In 2004, collectors heard a story that sounded almost too good to be true: a college student withdrew a 1996 $20 Federal Reserve Note from an ATM and found a Del Monte banana sticker printed right into it. The green Treasury seal and serial number ran across the sticker — a once-ordinary note turned instant legend. It first sold on eBay for about $10,000, later at Heritage Auctions for $25,000, and in 2021 fetched $396,000. PMG graded it “Obstructed Printing Error with Retained Obstruction, Choice Uncirculated 64 EPQ.”
Those numbers are real, but the fairy-tale origin isn’t. The note and the sticker are genuine — yet no verified record exists of the “student” or the “ATM.” The Bureau of Engraving and Printing (BEP) never explained how a bright fruit label entered a secure pressroom or why the contaminated sheet was not destroyed.
The BEP’s workflow makes the mystery impossible to ignore. Backs are printed first, then faces, and finally the green serial numbers and Treasury seals. Anything lying beneath a seal existed before that last pass. The Del Monte sticker sits under both — proof it was on the sheet inside the plant.
Two possibilities exist. One: accidental contamination — a stray label dropped during production. Standard protocol would have required pulling and shredding that sheet. Two: deliberate placement — an insider positioning the sticker before the overprint to create a textbook “retained obstruction.” The latter fits the evidence far better.
The “found in an ATM” story worked like an insurance policy. Once described as discovered in circulation, the event moved outside BEP jurisdiction and no internal audit was required. Media coverage from PMG and background references via the Bureau of Engraving and Printing are among the few official sources still accessible. Most secondary press versions have since disappeared, leaving the legend to stand on its own.

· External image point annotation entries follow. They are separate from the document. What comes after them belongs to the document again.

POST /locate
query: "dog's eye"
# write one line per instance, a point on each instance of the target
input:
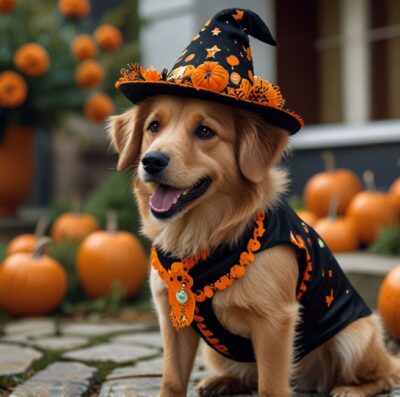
(204, 132)
(154, 127)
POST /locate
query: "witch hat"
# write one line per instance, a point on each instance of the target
(217, 65)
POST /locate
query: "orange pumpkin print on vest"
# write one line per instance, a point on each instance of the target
(232, 60)
(235, 78)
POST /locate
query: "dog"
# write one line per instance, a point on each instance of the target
(177, 143)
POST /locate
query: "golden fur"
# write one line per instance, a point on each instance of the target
(240, 160)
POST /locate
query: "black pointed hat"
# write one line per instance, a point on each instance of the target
(217, 65)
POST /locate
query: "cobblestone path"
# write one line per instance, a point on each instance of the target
(43, 358)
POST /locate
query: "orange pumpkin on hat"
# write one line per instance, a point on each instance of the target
(210, 75)
(107, 257)
(324, 186)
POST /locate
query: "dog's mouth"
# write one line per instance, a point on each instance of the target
(168, 201)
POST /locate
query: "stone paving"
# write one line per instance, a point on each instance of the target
(49, 358)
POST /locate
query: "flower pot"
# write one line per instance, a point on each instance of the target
(17, 167)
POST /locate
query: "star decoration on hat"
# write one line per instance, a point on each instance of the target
(212, 51)
(216, 31)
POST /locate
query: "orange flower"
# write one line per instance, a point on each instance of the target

Physically, the note is almost too perfect. The sticker sits in the upper-right corner, directly beneath the Treasury seal — the most dramatic and commercially convenient location possible. If you wanted to engineer a showpiece, that’s exactly where you’d put it.
None of this diminishes the note’s physical authenticity; it simply separates fact from fiction. The Del Monte $20 is genuine U.S. currency with a genuine sticker printed through. What’s doubtful is the story that allowed it to leave the BEP unchallenged. A proper investigation would have checked shift rosters, spoilage logs, and uncut-sheet handling — yet none has ever been released.
The lesson is bigger than one banana sticker. When the market rewards a cinematic tale more than a plausible production path, it invites more engineered “miracles.” The object is authentic; the legend was crafted.
This article analyzes a public narrative and compares it with BEP-published printing procedures. It accuses no individual of wrongdoing. Readers should distinguish between the note’s verified physical features and the unverified origin story that made it famous.